Brandi Klingerman | July 6, 2017
When it comes to ovarian cancer, 60 percent of patients are diagnosed in stage III, meaning the cancer has already metastasized, or spread, throughout the pelvis. Additionally, between 70 and 90 percent of those patients will be diagnosed with recurrence and although recurrent ovarian cancer is treatable, it is rarely curable. These unfortunate results are partially due to the disease’s ability to spread cancer cells and therefore efficiently penetrate other organs. To better understand how metastatic ovarian cancer spreads, Notre Dame researchers at the Harper Cancer Research Institute (HCRI) are evaluating the impact of ovarian cancer cell molecular composition and how these cells work together to invade surrounding tissue.

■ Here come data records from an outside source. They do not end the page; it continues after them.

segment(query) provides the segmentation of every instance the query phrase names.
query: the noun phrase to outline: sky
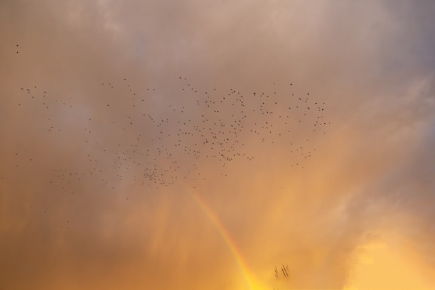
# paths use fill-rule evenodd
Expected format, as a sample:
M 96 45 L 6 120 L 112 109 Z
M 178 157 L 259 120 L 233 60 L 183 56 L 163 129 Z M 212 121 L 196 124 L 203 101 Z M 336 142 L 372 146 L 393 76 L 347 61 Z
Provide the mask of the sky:
M 0 289 L 435 289 L 434 14 L 0 1 Z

Yuliya Klymenko, a postdoctoral scholar in chemistry & biochemistry, recent Fulbright awardee, and affiliated member of the HCRI, led two studies evaluating the role multicellular aggregates (MCAs) – groups of cancer cells that are clustered together – play in ovarian cancer metastasis. In discussing the research, Klymenko said, “Ovarian cancer is unique compared to other cancers in that when cells shed off of a tumor, they don’t die. Instead, the cells survive in the peritoneal cavity – a space filled with fluid that includes the abdominal and pelvic areas. In order to spread disease, the cells rely on cadherins, a type of adhesion molecule, which make the cells bind together into MCAs. Cadherins not only give integrity to the MCAs, but also help the cancer cells stick to and penetrate tissue.”
In a study published in Neoplasia, funded by the National Institutes for Health (NIH) and the affiliated National Cancer Institute, the Notre Dame researchers looked at how ovarian cancer cells group differently based on the type of cadherin molecule the cells expressed. The research assessed three different types of cadherin expression patterns in cancer cells: N-cadherin, E-cadherin, and a hybrid with both N- and E-cadherin. The study showed that cells with the same cadherin make-up were drawn to each other and that cadherin composition can actually regulate the MCAs’ compaction, cohesiveness, and ultimate dissemination More importantly, these results suggest that the type of cadherin expressed by MCAs could change how the cells respond to therapeutics.